もちろん、トラブルが起こったときにパニックにならない心の強さ、EQも必要でしょう。
そして常に最高の状態の記憶力を保つためのベースとなっているのが、集中とリラックスです。
集中とリラックス、一見矛盾しているようにも思えるこの2つの事項ですが、人がものを記憶するときは、リラックスしていてかつ集中している状態が一番適していて、この状態のときに脳波は学習に適したアルファ波になっていると言われています。
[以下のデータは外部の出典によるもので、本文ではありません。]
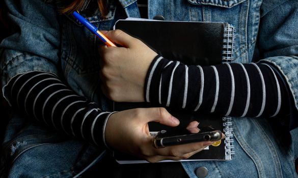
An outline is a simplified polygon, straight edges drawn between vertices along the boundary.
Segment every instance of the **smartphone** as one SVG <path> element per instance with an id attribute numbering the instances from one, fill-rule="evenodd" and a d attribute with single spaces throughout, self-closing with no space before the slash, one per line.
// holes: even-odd
<path id="1" fill-rule="evenodd" d="M 199 133 L 191 133 L 187 130 L 182 131 L 158 132 L 154 137 L 154 145 L 156 148 L 189 143 L 204 141 L 217 141 L 222 138 L 222 132 L 212 127 L 201 129 Z"/>

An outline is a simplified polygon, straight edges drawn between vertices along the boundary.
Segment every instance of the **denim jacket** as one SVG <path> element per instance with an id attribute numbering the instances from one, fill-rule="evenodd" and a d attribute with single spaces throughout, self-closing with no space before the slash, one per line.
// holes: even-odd
<path id="1" fill-rule="evenodd" d="M 71 16 L 59 14 L 55 1 L 5 2 L 15 32 L 0 46 L 5 49 L 1 58 L 4 95 L 7 83 L 16 75 L 51 72 L 79 95 L 110 110 L 100 91 L 99 40 Z M 137 0 L 111 2 L 103 19 L 99 14 L 83 15 L 100 30 L 112 29 L 120 18 L 140 17 Z M 148 0 L 149 18 L 157 15 L 166 20 L 232 24 L 237 38 L 231 62 L 265 62 L 275 67 L 289 86 L 291 113 L 298 110 L 298 1 Z M 298 157 L 298 128 L 282 131 L 272 123 L 270 118 L 233 117 L 231 161 L 181 164 L 191 177 L 197 177 L 196 170 L 201 166 L 208 169 L 207 177 L 297 177 L 294 160 Z M 17 112 L 12 114 L 3 145 L 0 172 L 10 177 L 72 176 L 95 158 L 100 161 L 105 149 L 44 129 Z"/>

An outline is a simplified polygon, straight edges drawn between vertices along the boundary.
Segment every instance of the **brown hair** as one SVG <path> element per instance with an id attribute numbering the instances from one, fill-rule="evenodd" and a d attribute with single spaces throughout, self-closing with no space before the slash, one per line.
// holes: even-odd
<path id="1" fill-rule="evenodd" d="M 84 6 L 85 1 L 73 0 L 68 5 L 61 9 L 61 12 L 63 13 L 70 13 L 73 11 L 77 11 Z M 99 11 L 102 17 L 107 15 L 109 11 L 106 6 L 106 0 L 97 0 L 97 4 Z"/>

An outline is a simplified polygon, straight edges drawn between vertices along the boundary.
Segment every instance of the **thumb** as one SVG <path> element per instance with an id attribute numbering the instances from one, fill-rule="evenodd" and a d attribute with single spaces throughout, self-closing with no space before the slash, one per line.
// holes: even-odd
<path id="1" fill-rule="evenodd" d="M 179 120 L 172 115 L 164 108 L 148 108 L 147 122 L 156 122 L 161 124 L 171 126 L 175 127 L 179 125 L 180 122 Z"/>
<path id="2" fill-rule="evenodd" d="M 125 47 L 128 47 L 134 38 L 120 29 L 110 31 L 101 31 L 111 41 Z"/>

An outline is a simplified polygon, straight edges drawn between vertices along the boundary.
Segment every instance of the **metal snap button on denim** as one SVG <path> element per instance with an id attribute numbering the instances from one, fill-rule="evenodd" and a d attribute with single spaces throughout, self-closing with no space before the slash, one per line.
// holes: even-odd
<path id="1" fill-rule="evenodd" d="M 205 167 L 200 167 L 196 170 L 196 175 L 199 178 L 206 177 L 207 174 L 208 174 L 208 169 Z"/>
<path id="2" fill-rule="evenodd" d="M 153 17 L 154 20 L 165 20 L 165 17 L 161 15 L 155 15 L 154 17 Z"/>

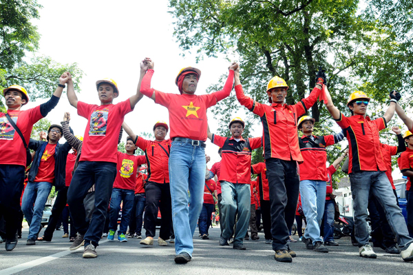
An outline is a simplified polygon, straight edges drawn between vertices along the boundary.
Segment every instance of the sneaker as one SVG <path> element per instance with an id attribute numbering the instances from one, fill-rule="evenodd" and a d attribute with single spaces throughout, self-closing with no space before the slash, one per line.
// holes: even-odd
<path id="1" fill-rule="evenodd" d="M 328 242 L 324 242 L 324 245 L 339 246 L 339 243 L 335 241 L 328 241 Z"/>
<path id="2" fill-rule="evenodd" d="M 115 238 L 115 230 L 109 230 L 109 235 L 107 235 L 107 241 L 114 241 Z"/>
<path id="3" fill-rule="evenodd" d="M 373 251 L 373 249 L 368 243 L 363 245 L 361 247 L 359 247 L 359 254 L 361 257 L 376 258 L 377 255 Z M 413 257 L 412 258 L 413 260 Z"/>
<path id="4" fill-rule="evenodd" d="M 120 243 L 125 243 L 127 241 L 127 238 L 126 238 L 125 234 L 122 233 L 120 235 L 118 235 L 118 241 L 119 241 Z"/>
<path id="5" fill-rule="evenodd" d="M 96 258 L 98 256 L 96 248 L 92 243 L 85 247 L 83 252 L 83 258 Z"/>
<path id="6" fill-rule="evenodd" d="M 152 237 L 146 237 L 146 238 L 140 241 L 139 243 L 141 245 L 153 245 L 153 238 Z"/>
<path id="7" fill-rule="evenodd" d="M 287 249 L 277 250 L 274 258 L 277 262 L 291 263 L 293 261 L 293 256 L 288 254 Z"/>
<path id="8" fill-rule="evenodd" d="M 314 251 L 316 252 L 328 253 L 328 249 L 324 246 L 323 242 L 321 241 L 317 241 L 315 242 L 315 245 L 314 245 Z"/>
<path id="9" fill-rule="evenodd" d="M 413 261 L 413 243 L 410 243 L 405 249 L 401 251 L 401 258 L 405 262 Z"/>
<path id="10" fill-rule="evenodd" d="M 223 236 L 221 236 L 220 238 L 220 246 L 229 245 L 229 243 L 228 243 L 228 240 L 226 239 L 225 238 L 224 238 Z"/>
<path id="11" fill-rule="evenodd" d="M 238 249 L 238 250 L 246 249 L 246 247 L 245 247 L 245 245 L 244 245 L 244 243 L 238 243 L 237 244 L 234 244 L 233 246 L 233 248 L 234 249 Z"/>
<path id="12" fill-rule="evenodd" d="M 310 238 L 306 238 L 303 236 L 303 241 L 306 244 L 306 247 L 309 250 L 314 249 L 314 245 L 313 245 L 313 241 Z"/>
<path id="13" fill-rule="evenodd" d="M 163 238 L 158 237 L 158 244 L 159 246 L 167 246 L 168 245 L 168 243 L 167 243 Z"/>
<path id="14" fill-rule="evenodd" d="M 85 244 L 85 240 L 83 240 L 84 236 L 85 235 L 81 235 L 80 234 L 78 234 L 76 238 L 74 239 L 74 241 L 73 242 L 72 245 L 70 245 L 70 247 L 69 249 L 70 250 L 76 250 L 80 247 L 83 246 Z"/>
<path id="15" fill-rule="evenodd" d="M 191 256 L 187 252 L 181 252 L 175 256 L 173 259 L 176 263 L 187 263 L 191 260 Z"/>

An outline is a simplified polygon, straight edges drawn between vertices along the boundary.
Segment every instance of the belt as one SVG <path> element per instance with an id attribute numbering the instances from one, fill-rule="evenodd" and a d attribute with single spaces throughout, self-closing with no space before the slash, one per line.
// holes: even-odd
<path id="1" fill-rule="evenodd" d="M 186 138 L 173 138 L 172 139 L 172 140 L 173 141 L 180 141 L 180 142 L 183 142 L 184 143 L 189 143 L 191 145 L 192 145 L 193 146 L 201 146 L 201 147 L 206 147 L 206 144 L 205 144 L 204 141 L 194 141 L 193 139 L 186 139 Z"/>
すごい記憶力と人一番の集中力をもっているAさんという人物がいたとしましょう。このAさんは、すごく緊張が強いられる状況で仕事をまかされました。するとAさんは緊張のあまり頭が真っ白になってしまいます。つまりどんなに人並み外れた記憶力をもっていても、どんなに人よりも集中力があったとしても、緊張していれば、脳はうまく力を発揮することはできません。
逆に言えば、記憶力の働きを悪くするA級戦犯が緊張であると言えるでしょう。
試験のときにいつもは簡単にでてくる単語が、ふと思い出せなくなったという経験をした人がいるかもしれませんが、あれは試験会場などで緊張してしまい、あせってパニック状態になってしまい、これが俗にいうあがった状態なのでしょう。